IWM (Russell 2000) continued its rebound with a +1.8% gain, reclaiming the 240 zone after narrowly holding support near 230.
Despite the rally, all three indexes remain below short-term trendlines and are encountering overhead resistance, especially SPY and QQQ, which are approaching downtrend lines drawn from recent highs.
Comparative Context to Previous Breadth Update (Nov 21):
Friday’s reversal was already impressive, but Monday’s follow-through confirms a short-term bottom attempt. The percentage of stocks up >4% moved from 9.7% to 6.6% (slightly lower), indicating slightly fewer explosive movers but still healthy momentum.
The SMA(50)+ and SMA(100)+ metrics showed their first significant uptick in over a week—an encouraging sign.
However, medium- to long-term breadth remains notably damaged.
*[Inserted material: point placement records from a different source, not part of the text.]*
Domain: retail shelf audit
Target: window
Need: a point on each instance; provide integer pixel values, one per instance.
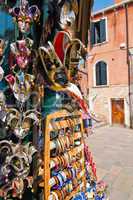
(101, 73)
(98, 32)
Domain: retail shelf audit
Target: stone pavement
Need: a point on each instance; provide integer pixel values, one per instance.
(112, 149)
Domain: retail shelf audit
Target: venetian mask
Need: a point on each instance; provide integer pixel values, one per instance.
(22, 52)
(21, 85)
(15, 168)
(69, 10)
(21, 122)
(25, 15)
(54, 69)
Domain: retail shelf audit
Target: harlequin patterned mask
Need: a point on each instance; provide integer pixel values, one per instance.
(25, 15)
(22, 52)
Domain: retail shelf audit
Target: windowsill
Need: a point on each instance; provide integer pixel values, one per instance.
(100, 44)
(101, 86)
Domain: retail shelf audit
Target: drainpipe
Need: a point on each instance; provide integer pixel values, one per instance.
(128, 61)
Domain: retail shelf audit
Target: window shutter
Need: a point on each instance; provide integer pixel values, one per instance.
(98, 74)
(92, 34)
(103, 70)
(102, 30)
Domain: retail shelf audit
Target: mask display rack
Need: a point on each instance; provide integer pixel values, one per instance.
(64, 163)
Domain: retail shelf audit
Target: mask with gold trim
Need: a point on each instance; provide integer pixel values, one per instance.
(21, 123)
(21, 85)
(25, 15)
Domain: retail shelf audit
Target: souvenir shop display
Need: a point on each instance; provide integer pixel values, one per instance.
(64, 156)
(43, 153)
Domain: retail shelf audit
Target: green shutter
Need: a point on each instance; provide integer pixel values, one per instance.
(102, 30)
(92, 34)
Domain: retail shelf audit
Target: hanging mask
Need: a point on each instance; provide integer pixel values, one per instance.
(54, 70)
(15, 168)
(25, 15)
(69, 10)
(22, 52)
(21, 85)
(21, 123)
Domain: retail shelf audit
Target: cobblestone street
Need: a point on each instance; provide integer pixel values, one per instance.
(112, 149)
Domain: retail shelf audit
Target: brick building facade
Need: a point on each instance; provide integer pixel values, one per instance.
(110, 41)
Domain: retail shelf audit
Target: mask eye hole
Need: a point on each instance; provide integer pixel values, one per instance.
(20, 19)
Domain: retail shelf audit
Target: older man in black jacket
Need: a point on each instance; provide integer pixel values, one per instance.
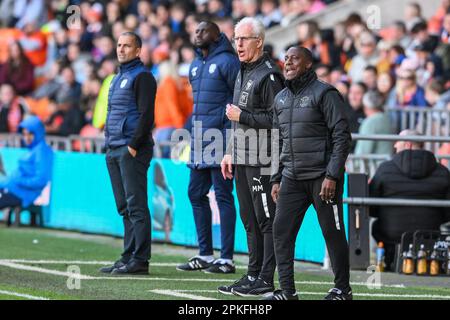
(413, 173)
(315, 142)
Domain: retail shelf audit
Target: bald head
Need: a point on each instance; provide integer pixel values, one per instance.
(206, 33)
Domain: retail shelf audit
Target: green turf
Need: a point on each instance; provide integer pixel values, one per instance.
(50, 245)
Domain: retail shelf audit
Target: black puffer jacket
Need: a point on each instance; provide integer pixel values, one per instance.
(411, 174)
(314, 133)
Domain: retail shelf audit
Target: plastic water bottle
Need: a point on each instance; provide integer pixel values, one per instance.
(408, 261)
(380, 257)
(422, 265)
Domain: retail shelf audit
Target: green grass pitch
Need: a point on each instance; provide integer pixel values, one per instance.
(39, 264)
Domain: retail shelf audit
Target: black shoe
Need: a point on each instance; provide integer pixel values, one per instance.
(238, 283)
(195, 263)
(337, 294)
(254, 289)
(133, 267)
(109, 269)
(281, 295)
(219, 267)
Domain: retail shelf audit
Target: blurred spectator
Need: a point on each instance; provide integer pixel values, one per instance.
(413, 173)
(429, 64)
(311, 6)
(18, 70)
(271, 14)
(384, 60)
(173, 104)
(355, 111)
(412, 15)
(66, 118)
(367, 55)
(28, 11)
(11, 109)
(421, 35)
(250, 8)
(408, 92)
(90, 90)
(70, 89)
(400, 34)
(34, 169)
(385, 86)
(310, 37)
(6, 13)
(369, 77)
(323, 72)
(34, 44)
(376, 122)
(101, 105)
(436, 21)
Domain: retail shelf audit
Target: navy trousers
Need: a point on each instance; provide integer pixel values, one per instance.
(129, 182)
(8, 199)
(200, 183)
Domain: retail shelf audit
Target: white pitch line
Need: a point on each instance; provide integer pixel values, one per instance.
(43, 270)
(381, 295)
(155, 264)
(17, 265)
(86, 277)
(22, 295)
(178, 294)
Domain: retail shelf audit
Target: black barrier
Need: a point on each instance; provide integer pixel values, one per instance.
(358, 223)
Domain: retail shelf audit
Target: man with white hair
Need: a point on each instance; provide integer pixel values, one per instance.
(258, 82)
(376, 122)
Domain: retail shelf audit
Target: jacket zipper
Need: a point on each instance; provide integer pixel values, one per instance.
(290, 128)
(234, 124)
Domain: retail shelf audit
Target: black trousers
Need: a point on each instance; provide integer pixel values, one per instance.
(294, 199)
(257, 211)
(129, 182)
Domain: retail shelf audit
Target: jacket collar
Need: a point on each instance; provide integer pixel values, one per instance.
(130, 65)
(297, 84)
(252, 65)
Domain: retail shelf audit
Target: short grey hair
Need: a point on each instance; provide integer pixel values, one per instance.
(373, 100)
(256, 24)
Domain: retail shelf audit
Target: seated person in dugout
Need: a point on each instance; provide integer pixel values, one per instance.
(413, 173)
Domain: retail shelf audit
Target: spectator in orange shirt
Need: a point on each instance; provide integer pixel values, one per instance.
(34, 44)
(170, 105)
(18, 70)
(11, 110)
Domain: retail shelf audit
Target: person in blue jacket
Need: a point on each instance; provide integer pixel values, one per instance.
(25, 184)
(212, 76)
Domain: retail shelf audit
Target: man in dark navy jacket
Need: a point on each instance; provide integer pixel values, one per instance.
(129, 143)
(212, 75)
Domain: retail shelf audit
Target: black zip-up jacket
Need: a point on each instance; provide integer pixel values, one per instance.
(256, 86)
(411, 174)
(313, 130)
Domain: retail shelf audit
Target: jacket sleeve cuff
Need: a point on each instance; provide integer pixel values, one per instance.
(133, 144)
(243, 117)
(330, 177)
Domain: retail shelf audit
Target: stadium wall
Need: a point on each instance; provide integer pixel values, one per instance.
(82, 200)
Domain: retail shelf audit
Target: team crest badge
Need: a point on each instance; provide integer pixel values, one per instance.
(194, 71)
(248, 85)
(304, 102)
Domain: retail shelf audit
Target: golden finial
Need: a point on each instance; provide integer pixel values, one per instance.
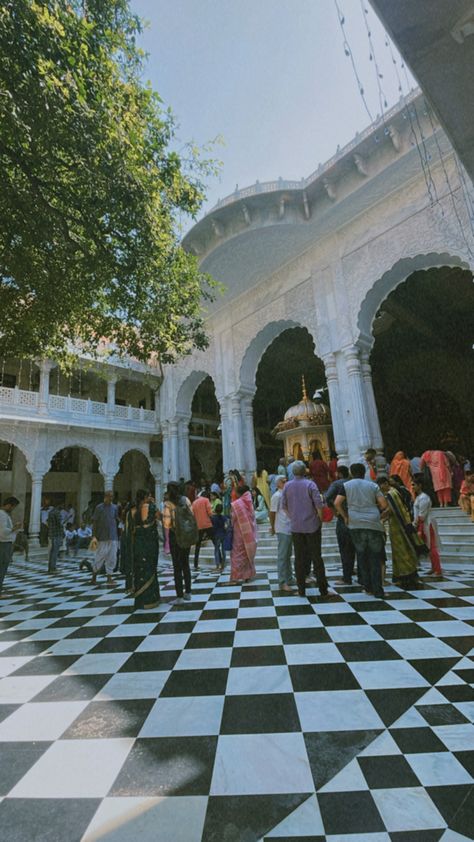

The 3-month breadth stats (Adv: 9.2%, Decl: 11.2%) are barely improved, and the percentage of stocks above their 200-day moving average hasn't broken out of its stagnation zone (~50–55%) since mid-November.
Conclusion and Trend Score
The data confirms a strong short-term recovery, supported by broad participation and a reversal off technical support. However, longer-term breadth metrics remain fragile, suggesting this is a bounce within a broader correction phase, not yet a confirmed trend reversal.
Breadth Trend Rating: Neutral with a positive bias
If the coming sessions can build on this strength and push more stocks above their 50- and 100-day SMAs - especially if we see improving 3-month breadth and leadership expansion via NH/NL - the case for a sustained uptrend will strengthen.